Duin waved his bracer at the guards, so they could see the small window through which he conversed with the colonel. A larger window, showing the colonel from a different angle, also appeared on the wall.

“Let him in,” Blaze told the guards. Duin continued toward Blaze’s office.

“A conflict is deciding between
shellon
or
hidal
for dinner,” he said. “A conflict is when your wife doesn’t want you leaving
klup
on the floor of the
tippa
. This is not a conflict. This is tyranny. This is sin. This is evil.”

“Christ, you’re excitable. It’s only one Tikati, on only one ship.”

Duin groaned.

“I have my orders,” Blaze said.

“Did you even
try
saying no?” Duin acted out both roles of an imagined conversation. “‘Colonel Villanueva, please don’t shoot the Tikati ship out of the sky when it arrives.’
No
. ‘Invite the Tikati for tea, and you provide the water.’
No.
‘Give it a tactical tour of the station, so it knows all of your vulnerabilities.’
No.
That’s not so hard, is it?
No.
It’s a
two
-letter word.”

“I’m not an idiot, Mr. Envoy of the Freedom Council. There’s nothing in those orders says you can’t be here to greet him. Where are you?”

“Outside your door!”

 

***

 

Less than ten hours later, Duin was sitting in a conference room across the table from a Tikati named Kitik.

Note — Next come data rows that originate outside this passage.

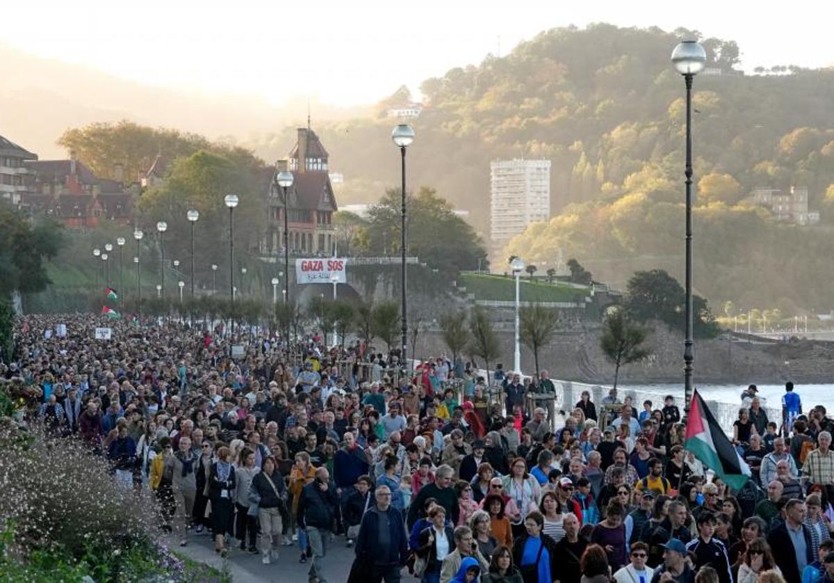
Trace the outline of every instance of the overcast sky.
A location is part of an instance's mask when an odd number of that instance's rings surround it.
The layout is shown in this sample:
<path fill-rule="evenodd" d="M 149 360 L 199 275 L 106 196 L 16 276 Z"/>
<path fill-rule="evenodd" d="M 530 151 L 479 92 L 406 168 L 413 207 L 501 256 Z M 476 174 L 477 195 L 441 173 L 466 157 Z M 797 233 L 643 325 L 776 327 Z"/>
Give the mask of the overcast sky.
<path fill-rule="evenodd" d="M 275 104 L 290 96 L 373 103 L 401 84 L 416 89 L 488 53 L 505 54 L 544 29 L 593 22 L 683 26 L 736 40 L 748 70 L 834 63 L 829 2 L 690 5 L 695 9 L 656 0 L 27 0 L 3 3 L 0 41 L 144 83 L 255 94 Z"/>

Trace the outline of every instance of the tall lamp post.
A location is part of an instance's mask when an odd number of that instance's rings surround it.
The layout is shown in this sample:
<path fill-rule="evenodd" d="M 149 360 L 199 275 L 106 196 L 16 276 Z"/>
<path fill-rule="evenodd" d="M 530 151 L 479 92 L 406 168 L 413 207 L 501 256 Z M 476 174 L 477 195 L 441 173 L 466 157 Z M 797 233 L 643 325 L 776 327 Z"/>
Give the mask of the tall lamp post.
<path fill-rule="evenodd" d="M 192 209 L 186 213 L 191 223 L 191 297 L 194 297 L 194 225 L 200 220 L 200 211 Z"/>
<path fill-rule="evenodd" d="M 118 291 L 124 293 L 124 244 L 127 241 L 124 237 L 116 239 L 116 245 L 118 246 Z"/>
<path fill-rule="evenodd" d="M 160 221 L 157 223 L 157 231 L 159 231 L 159 253 L 162 256 L 162 281 L 160 297 L 165 297 L 165 231 L 168 231 L 168 223 Z"/>
<path fill-rule="evenodd" d="M 399 124 L 394 128 L 391 132 L 391 139 L 394 140 L 394 144 L 399 148 L 399 155 L 401 160 L 401 178 L 402 178 L 402 187 L 400 194 L 402 195 L 402 216 L 401 216 L 401 228 L 400 235 L 402 236 L 402 241 L 400 243 L 400 251 L 402 255 L 402 272 L 401 272 L 401 285 L 402 285 L 402 353 L 400 358 L 402 360 L 403 365 L 406 364 L 406 346 L 408 345 L 408 333 L 409 333 L 409 323 L 408 316 L 405 308 L 405 254 L 408 251 L 408 233 L 405 228 L 405 149 L 411 145 L 411 142 L 414 140 L 414 130 L 408 124 Z"/>
<path fill-rule="evenodd" d="M 98 266 L 99 266 L 98 257 L 100 257 L 101 255 L 102 255 L 102 250 L 99 249 L 98 247 L 96 247 L 95 249 L 93 250 L 93 264 L 96 266 L 96 269 L 95 269 L 95 278 L 96 278 L 95 287 L 98 286 Z"/>
<path fill-rule="evenodd" d="M 515 352 L 513 357 L 513 372 L 521 374 L 521 346 L 520 346 L 520 325 L 519 319 L 519 309 L 521 305 L 521 272 L 524 271 L 525 264 L 521 257 L 515 257 L 510 262 L 510 267 L 513 270 L 513 276 L 515 276 Z"/>
<path fill-rule="evenodd" d="M 239 200 L 237 195 L 226 195 L 223 199 L 229 208 L 229 297 L 234 302 L 234 207 Z M 234 336 L 234 317 L 232 317 L 232 336 Z M 231 350 L 231 348 L 229 348 Z"/>
<path fill-rule="evenodd" d="M 278 277 L 272 278 L 272 304 L 274 306 L 278 303 Z"/>
<path fill-rule="evenodd" d="M 136 264 L 136 307 L 140 316 L 142 315 L 142 264 L 139 262 L 139 256 L 142 237 L 144 236 L 145 234 L 138 229 L 133 231 L 133 239 L 136 240 L 136 258 L 133 261 L 133 263 Z"/>
<path fill-rule="evenodd" d="M 704 68 L 706 52 L 694 40 L 686 40 L 672 51 L 672 64 L 683 75 L 686 86 L 686 162 L 684 175 L 686 190 L 686 332 L 683 349 L 684 414 L 692 400 L 692 79 Z"/>
<path fill-rule="evenodd" d="M 284 280 L 284 300 L 289 297 L 289 195 L 288 189 L 293 185 L 293 173 L 289 170 L 281 170 L 275 176 L 275 181 L 281 187 L 284 195 L 284 272 L 287 278 Z M 289 332 L 287 332 L 287 341 L 289 341 Z"/>

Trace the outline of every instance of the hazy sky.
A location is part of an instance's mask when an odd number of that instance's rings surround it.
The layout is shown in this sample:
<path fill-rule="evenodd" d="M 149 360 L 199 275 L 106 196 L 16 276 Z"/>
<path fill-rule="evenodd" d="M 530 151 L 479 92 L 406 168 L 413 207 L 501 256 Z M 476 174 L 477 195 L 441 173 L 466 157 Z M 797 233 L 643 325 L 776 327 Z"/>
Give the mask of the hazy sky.
<path fill-rule="evenodd" d="M 416 89 L 451 67 L 480 63 L 488 53 L 505 54 L 544 29 L 593 22 L 685 26 L 734 39 L 746 69 L 834 63 L 826 41 L 834 5 L 825 1 L 701 0 L 690 3 L 693 10 L 656 0 L 3 4 L 0 41 L 28 52 L 148 84 L 255 94 L 276 104 L 304 95 L 334 104 L 373 103 L 403 83 Z"/>

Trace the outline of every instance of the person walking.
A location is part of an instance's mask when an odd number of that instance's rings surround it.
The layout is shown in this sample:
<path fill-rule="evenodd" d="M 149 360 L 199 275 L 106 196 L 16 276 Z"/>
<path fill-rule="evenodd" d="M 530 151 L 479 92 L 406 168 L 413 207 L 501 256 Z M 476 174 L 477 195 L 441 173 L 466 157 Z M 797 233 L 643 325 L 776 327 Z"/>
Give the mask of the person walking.
<path fill-rule="evenodd" d="M 313 560 L 308 571 L 311 583 L 326 583 L 323 562 L 327 553 L 329 535 L 333 532 L 338 506 L 339 499 L 335 486 L 330 483 L 329 472 L 327 468 L 318 468 L 314 480 L 301 490 L 296 513 L 299 528 L 307 533 L 307 540 L 313 551 Z"/>
<path fill-rule="evenodd" d="M 391 505 L 391 489 L 379 486 L 374 493 L 376 506 L 362 517 L 356 540 L 354 564 L 363 565 L 369 583 L 399 583 L 399 572 L 405 564 L 408 540 L 403 515 Z"/>
<path fill-rule="evenodd" d="M 287 514 L 286 502 L 287 489 L 284 485 L 284 478 L 278 471 L 278 462 L 272 455 L 264 458 L 261 471 L 252 479 L 250 503 L 252 494 L 257 495 L 258 522 L 261 530 L 261 562 L 269 565 L 272 560 L 277 560 L 279 549 L 281 545 L 281 532 L 283 531 L 282 517 Z M 251 514 L 251 506 L 249 514 Z"/>

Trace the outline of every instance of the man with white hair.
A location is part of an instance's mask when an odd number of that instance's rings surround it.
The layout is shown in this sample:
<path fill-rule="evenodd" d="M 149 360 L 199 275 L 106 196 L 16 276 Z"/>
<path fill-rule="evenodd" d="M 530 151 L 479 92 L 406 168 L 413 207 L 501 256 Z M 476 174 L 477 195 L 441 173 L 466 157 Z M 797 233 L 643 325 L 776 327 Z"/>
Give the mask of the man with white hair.
<path fill-rule="evenodd" d="M 816 436 L 816 449 L 808 452 L 802 465 L 802 475 L 811 484 L 828 486 L 834 484 L 834 452 L 830 448 L 831 434 L 821 431 Z"/>

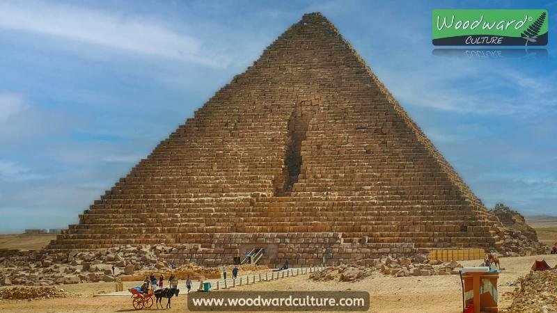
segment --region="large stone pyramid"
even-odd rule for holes
[[[409,82],[411,83],[411,82]],[[49,246],[176,264],[499,247],[501,226],[336,28],[305,15]]]

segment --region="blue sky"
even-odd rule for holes
[[[547,57],[432,55],[432,10],[457,8],[548,10]],[[557,215],[555,2],[0,1],[0,232],[77,223],[315,11],[488,207]]]

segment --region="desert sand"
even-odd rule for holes
[[[553,244],[557,241],[557,218],[527,218],[528,223],[538,232],[541,241]],[[2,235],[0,248],[40,248],[52,239],[52,235]],[[42,245],[42,246],[41,246]],[[557,255],[538,255],[501,259],[505,268],[499,281],[499,308],[510,305],[512,299],[505,293],[514,289],[517,278],[530,271],[535,259],[545,259],[550,266],[557,264]],[[480,260],[462,261],[464,266],[477,266]],[[125,289],[138,284],[135,282],[124,282]],[[194,287],[197,284],[194,282]],[[173,298],[172,310],[167,312],[185,312],[187,296],[185,282],[180,282],[182,291],[178,298]],[[33,301],[0,301],[0,312],[133,312],[129,296],[93,297],[100,292],[114,290],[113,282],[95,282],[61,285],[61,288],[79,294],[72,298],[44,299]],[[6,287],[3,287],[6,288]],[[458,275],[436,275],[430,277],[385,277],[374,273],[371,277],[356,282],[315,282],[308,275],[279,280],[264,282],[249,286],[237,287],[234,291],[367,291],[371,296],[370,312],[462,312],[462,294]],[[226,292],[221,290],[214,292]],[[162,309],[159,309],[161,310]],[[150,310],[157,310],[154,307]]]
[[[505,294],[515,288],[514,282],[519,276],[530,271],[535,259],[545,259],[551,266],[557,264],[557,255],[538,255],[502,258],[499,288],[499,307],[508,307],[512,298]],[[464,266],[477,266],[478,260],[463,261]],[[137,283],[125,282],[125,288]],[[194,283],[194,287],[196,284]],[[101,291],[111,292],[114,289],[111,282],[96,282],[61,286],[68,291],[81,296],[57,299],[44,299],[33,301],[2,301],[1,312],[132,312],[132,301],[128,296],[93,297]],[[179,287],[185,290],[185,282]],[[462,307],[460,280],[457,275],[437,275],[430,277],[385,277],[375,273],[356,282],[315,282],[307,275],[264,282],[249,286],[237,287],[234,291],[367,291],[371,296],[371,308],[374,312],[459,312]],[[213,292],[226,292],[226,290]],[[181,294],[173,298],[172,310],[168,312],[184,312],[187,310],[187,296]],[[147,310],[147,309],[145,309]],[[156,310],[151,308],[149,310]],[[160,309],[159,309],[160,310]]]
[[[0,234],[0,249],[38,250],[56,238],[56,235],[50,234]]]

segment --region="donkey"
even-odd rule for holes
[[[170,305],[170,298],[174,296],[178,296],[178,294],[180,293],[180,289],[171,289],[171,288],[164,288],[162,289],[157,289],[153,292],[155,295],[155,298],[157,300],[155,301],[157,303],[157,308],[159,308],[159,303],[161,304],[161,309],[162,309],[162,298],[166,298],[168,300],[166,300],[166,308],[171,309]]]
[[[498,268],[501,268],[499,266],[499,258],[497,257],[497,252],[495,251],[492,251],[491,253],[487,254],[487,259],[489,260],[489,263],[491,263],[494,266],[496,266]]]

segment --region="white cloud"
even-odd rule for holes
[[[0,93],[0,122],[9,120],[25,110],[22,97],[13,93]]]
[[[136,155],[111,155],[102,158],[105,162],[137,162],[141,156]]]
[[[44,178],[44,176],[33,174],[30,169],[16,162],[0,161],[0,180],[15,182]]]
[[[0,2],[0,29],[146,56],[219,66],[197,38],[146,17],[39,2]]]

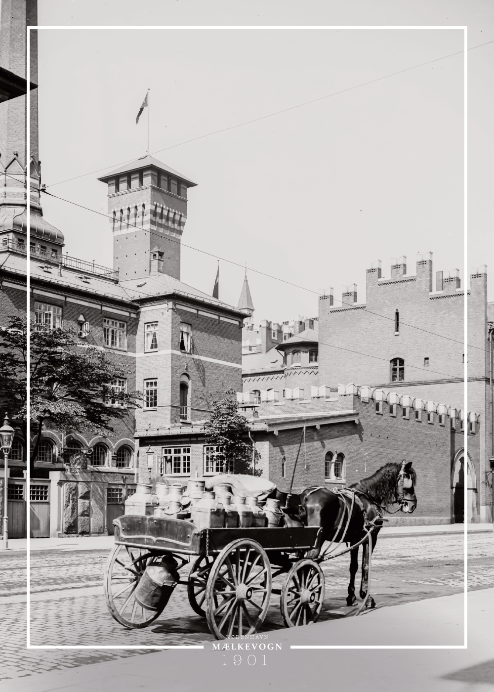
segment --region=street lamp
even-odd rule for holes
[[[12,447],[12,443],[14,439],[14,430],[13,428],[11,428],[8,424],[8,416],[6,413],[5,420],[3,421],[3,425],[0,428],[0,450],[3,453],[3,540],[2,541],[1,547],[6,550],[8,547],[8,453],[10,451],[10,448]]]

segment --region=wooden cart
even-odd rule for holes
[[[153,608],[140,605],[134,592],[148,565],[192,567],[186,581],[189,602],[205,617],[218,639],[253,634],[262,626],[272,593],[280,595],[285,625],[315,622],[324,598],[318,562],[304,558],[318,548],[318,527],[203,529],[181,519],[125,515],[113,521],[115,547],[104,574],[104,595],[118,622],[147,627],[165,609],[176,583],[163,590]],[[274,577],[284,574],[281,588]]]

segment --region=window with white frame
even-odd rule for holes
[[[144,408],[156,408],[158,406],[158,380],[144,383]]]
[[[127,349],[127,325],[118,320],[103,318],[104,345],[109,348]]]
[[[127,380],[119,377],[112,384],[107,385],[107,386],[108,388],[107,403],[109,406],[125,408],[125,405],[121,403],[116,395],[120,392],[127,392]]]
[[[162,475],[190,475],[190,447],[163,447],[161,453]]]
[[[233,462],[225,459],[225,450],[221,446],[205,444],[204,474],[215,475],[217,473],[233,473]]]
[[[35,328],[37,331],[62,327],[62,308],[58,305],[35,302]]]
[[[185,322],[180,323],[180,350],[190,353],[190,325]]]
[[[158,350],[158,322],[148,322],[144,325],[144,350]]]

This stale piece of shit has the audacity to wear a
bava. The fabric was draped around the Tikati’s head and body, hiding its true form. It appeared to be a little larger than the largest human, and the thick plating of its head was carved to resemble a human-like face. The placating mock-smile made Duin want to reach across the table and slap it with his zappy hand. When it spoke, in perfect English, the mouth did not move, of course. Its voice came from somewhere within its throat. Its eyes glowed yellow, flickering like flames.